I could never get past one. Not that I know the earth isn't getting warmer; just that I doubt that anyone can accurately measure or show that it is. I agree with Derbyshire, that measuring the earth's temperature within one tenth of a degree is basically a fool's errand. And it's not just the temperature now, but the temperature going back hundreds of years from different points all over the earth, measured from ice cores and tree rings, etc. 

A lot of smart scientists do seem to think that the earth is getting warmer and that the warming is caused by man. And even though that has no bearing on the merits, it certainly makes the theory of global warming seem more plausible. However, we now know that the original East Anglia temperature data was deleted, and that even the data Anglia kept was inadequate and improperly processed. So, did this consensus of  scientist come from each individual scientist collecting his own data, or are they relying on the "treated" data from the likes of East Anglia?

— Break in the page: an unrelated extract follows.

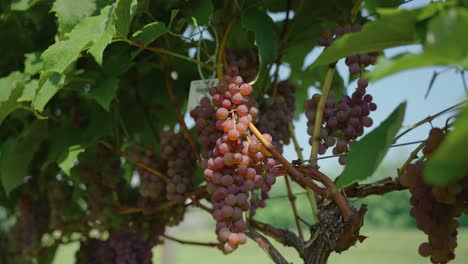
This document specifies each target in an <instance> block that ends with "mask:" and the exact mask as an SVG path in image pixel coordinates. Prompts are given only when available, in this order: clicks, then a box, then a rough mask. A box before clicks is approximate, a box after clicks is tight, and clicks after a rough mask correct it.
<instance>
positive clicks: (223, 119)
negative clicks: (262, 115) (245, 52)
mask: <svg viewBox="0 0 468 264" xmlns="http://www.w3.org/2000/svg"><path fill="white" fill-rule="evenodd" d="M251 93H252V86H251V85H249V84H248V83H244V82H243V79H242V78H241V77H240V76H238V75H237V69H236V68H234V67H231V68H230V74H229V76H225V77H224V78H223V80H221V81H220V82H219V84H218V85H217V87H214V88H212V89H210V94H211V96H212V97H213V98H212V101H211V103H212V105H213V106H214V109H215V110H216V111H215V112H214V115H213V116H210V117H208V118H209V119H208V120H209V121H207V123H210V124H213V123H214V124H215V125H216V128H217V130H218V131H220V132H221V134H220V135H219V137H218V138H217V139H216V142H215V144H214V146H213V149H212V150H209V151H207V152H206V155H205V157H206V158H207V160H206V162H204V176H205V179H206V180H207V181H208V185H207V191H208V193H209V194H210V195H211V202H212V204H213V218H214V219H215V220H216V221H217V224H216V233H217V234H218V240H219V241H220V242H221V243H220V248H221V249H222V250H223V251H224V252H226V253H229V252H232V251H234V250H235V249H236V248H237V247H238V245H242V244H244V243H245V242H246V239H247V237H246V235H245V232H246V231H247V224H246V220H245V215H246V213H247V212H250V214H251V215H252V214H255V210H256V209H257V208H258V207H263V206H265V200H266V199H267V198H268V191H269V190H270V189H271V186H272V185H273V184H274V183H275V181H276V174H277V169H276V168H275V166H276V161H275V160H274V159H272V158H269V157H268V156H267V152H266V150H265V149H264V147H263V146H262V144H261V143H260V141H259V139H258V138H256V137H255V136H254V135H253V134H251V133H250V131H249V125H250V123H251V122H253V120H254V119H255V118H256V117H257V114H258V109H257V108H256V107H254V102H253V99H252V97H251ZM203 104H204V103H203V100H202V106H201V107H204V108H208V106H207V105H205V106H203ZM200 109H202V108H198V110H195V111H192V117H195V120H196V121H195V122H196V123H199V122H200V121H199V118H202V117H203V115H201V114H200V112H201V110H200ZM263 136H264V137H265V138H266V139H267V140H268V141H270V142H271V141H272V138H271V136H270V135H268V134H264V135H263ZM211 142H212V141H211ZM205 146H206V147H209V146H210V144H206V145H205Z"/></svg>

UPDATE: There is also some money to be had and influence to be peddled by being a climate change believing scientist (again, not that this means they are wrong). See here and here.

Monday, September 7, 2009

Climate Change as Macroeconomics

Here's a graph showing the projected unemployment rate with the stimulus (dark blue), the projected unemployment rate without the stimulus (light blue) and then the actual unemployment rate with the stimulus (red dots).
















Is the stimulus working? You wouldn't think so after looking at this graph. In fact, according to the graph, not only are we worse off than we should be with the stimulus, we're also worse off than we should have been without the stimulus. The graph seems to suggests that, not only did the stimulus not help, it actually hurt the economy.

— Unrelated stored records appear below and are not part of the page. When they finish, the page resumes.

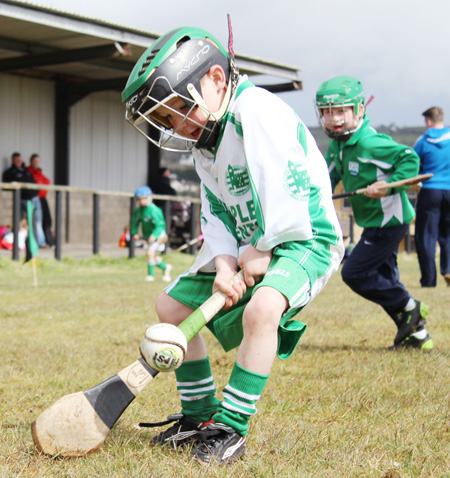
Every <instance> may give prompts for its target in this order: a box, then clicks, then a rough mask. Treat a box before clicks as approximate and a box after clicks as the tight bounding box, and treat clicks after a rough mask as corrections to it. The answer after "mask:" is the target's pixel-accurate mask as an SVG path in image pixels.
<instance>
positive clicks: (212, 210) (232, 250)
mask: <svg viewBox="0 0 450 478" xmlns="http://www.w3.org/2000/svg"><path fill="white" fill-rule="evenodd" d="M196 159H197V160H196V163H195V167H196V171H197V174H198V176H199V177H200V180H201V187H200V190H201V192H200V196H201V230H202V234H203V237H204V241H203V246H202V248H201V250H200V251H199V254H198V256H197V259H196V261H195V263H194V265H193V267H192V268H191V272H196V271H197V270H198V269H202V270H204V271H207V272H212V271H214V270H215V264H214V263H213V262H212V261H213V259H214V258H215V257H216V256H218V255H221V254H227V255H229V256H232V257H236V259H237V257H238V256H239V245H238V240H237V238H236V237H235V236H234V235H233V232H232V230H234V218H233V216H232V215H231V214H230V212H229V211H228V209H227V207H226V205H225V203H224V201H223V199H222V197H221V194H220V192H219V190H218V187H217V183H216V182H215V180H214V179H213V178H212V177H211V175H210V174H209V173H208V172H207V171H206V170H205V169H204V168H203V167H202V165H201V162H200V161H198V158H196Z"/></svg>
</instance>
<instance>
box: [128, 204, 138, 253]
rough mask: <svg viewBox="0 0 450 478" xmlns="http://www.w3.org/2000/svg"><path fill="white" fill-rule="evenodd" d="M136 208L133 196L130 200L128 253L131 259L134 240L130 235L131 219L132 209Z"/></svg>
mask: <svg viewBox="0 0 450 478" xmlns="http://www.w3.org/2000/svg"><path fill="white" fill-rule="evenodd" d="M135 207H136V200H135V199H134V196H133V197H132V198H131V199H130V250H129V251H128V258H129V259H133V257H134V239H133V236H132V235H131V217H132V216H133V212H134V209H135Z"/></svg>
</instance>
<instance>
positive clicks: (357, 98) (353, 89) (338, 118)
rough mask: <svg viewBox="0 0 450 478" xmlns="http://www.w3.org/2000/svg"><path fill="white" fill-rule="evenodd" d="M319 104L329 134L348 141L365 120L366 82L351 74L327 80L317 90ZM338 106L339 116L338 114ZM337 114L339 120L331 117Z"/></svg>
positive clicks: (319, 114)
mask: <svg viewBox="0 0 450 478" xmlns="http://www.w3.org/2000/svg"><path fill="white" fill-rule="evenodd" d="M315 106H316V113H317V118H318V121H319V124H320V126H321V128H322V129H323V131H324V132H325V133H326V135H327V136H328V137H330V138H332V139H336V140H337V141H346V140H347V139H349V138H350V136H351V135H352V134H353V133H354V132H355V131H357V130H358V129H359V128H360V127H361V125H362V123H363V121H364V114H365V107H364V89H363V87H362V84H361V82H360V81H359V80H357V79H356V78H352V77H350V76H338V77H335V78H332V79H331V80H328V81H325V82H324V83H322V85H320V87H319V89H318V91H317V94H316V101H315ZM349 108H351V111H352V117H351V118H348V111H349ZM338 109H339V113H340V114H339V116H338V115H337V114H336V112H337V110H338ZM341 110H342V111H341ZM325 116H327V121H325ZM336 116H338V119H334V120H333V119H332V120H331V121H330V118H333V117H336Z"/></svg>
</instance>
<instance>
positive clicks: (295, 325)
mask: <svg viewBox="0 0 450 478" xmlns="http://www.w3.org/2000/svg"><path fill="white" fill-rule="evenodd" d="M214 278H215V273H212V274H211V273H201V272H199V273H197V274H196V275H190V274H188V273H186V274H184V275H181V276H179V277H178V279H177V280H176V281H175V282H173V283H172V284H170V286H168V287H167V288H166V293H167V294H169V295H170V297H173V298H174V299H176V300H178V301H179V302H181V303H183V304H185V305H187V306H189V307H191V308H192V309H197V308H198V307H200V305H202V304H203V302H205V301H206V300H207V299H208V298H209V297H210V296H211V291H212V288H213V283H214ZM263 286H267V287H272V288H274V289H276V290H278V291H279V292H281V293H282V294H283V295H284V296H285V297H286V298H287V299H288V300H289V304H290V308H289V309H288V310H287V312H286V313H285V314H284V315H283V317H282V318H281V320H280V325H279V327H278V350H277V355H278V357H279V358H280V359H283V360H284V359H287V358H288V357H290V356H291V354H292V352H293V351H294V350H295V348H296V347H297V344H298V342H299V340H300V338H301V336H302V335H303V332H304V331H305V329H306V325H305V324H303V323H302V322H299V321H297V320H294V319H293V317H294V316H295V315H297V314H298V313H299V312H300V311H301V310H302V308H303V307H304V306H305V305H306V304H307V303H308V302H309V297H310V288H311V286H310V280H309V277H308V275H307V273H306V271H305V270H304V269H303V268H302V267H301V266H300V265H299V264H298V263H297V262H296V261H294V260H292V259H290V258H289V257H284V256H281V257H280V256H274V257H273V259H272V262H271V264H270V267H269V269H268V271H267V273H266V275H265V276H264V279H263V280H262V281H261V282H260V283H259V284H257V285H256V286H255V287H247V292H246V293H245V295H244V297H243V298H242V299H241V300H240V301H239V303H238V304H236V305H235V306H233V307H231V308H230V309H228V310H221V311H220V312H219V313H218V314H217V315H216V316H215V317H214V318H213V319H212V320H211V321H210V322H208V324H207V325H206V326H207V327H208V329H209V330H210V331H211V332H212V333H213V334H214V336H215V337H216V338H217V340H218V341H219V343H220V344H221V345H222V347H223V349H224V350H225V351H226V352H228V351H229V350H232V349H234V348H236V347H238V346H239V345H240V343H241V341H242V339H243V336H244V332H243V327H242V314H243V312H244V309H245V306H246V305H247V303H248V302H249V300H250V299H251V297H252V295H253V293H254V292H255V290H257V289H258V288H259V287H263Z"/></svg>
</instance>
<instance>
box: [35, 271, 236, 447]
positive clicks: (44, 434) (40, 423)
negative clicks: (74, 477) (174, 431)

But the counter argument is simple: The predictions were wrong! The economy was much worse than thought when the Obama administration make it's unemployment projections, and unemployment actually would have been much higher without the stimulus.

Of course, with this we-underestimated-the size-of-the-problem argument always at hand, there's no real way to determine whether the stimulus is actually working. (Greg Mankiw already made this same point much better than I can, here.)

This same prove-me-wrong problem applies to climate change science, too. It could be that human activity is changing the temperature on earth, even though the earth's temperature has steadied in the last few years. But for human activity, the earth might have cooled significantly during that period. Instead, the human interference may kept the temperature of the earth artificially high. Or the affect of human activity might simply be sporactic warming such that we shouldn't expect the earth to warm consistently (although from what I've read I understand that most models predict consistent, gradual warming).

Because of these uncertainties, there is basically no way to prove or disprove anthropogenic global warming, just as there is no way to prove or disprove the effect of the stimulus. We simply don't have any scientifically rigorous way of controlling for all of the other factors that can affect the variable we are trying to measure.

That's ok. Both economics and climatology still provide useful ways of organizing and thinking about the world. But from now on, let's give climatologists the same credence we give economists.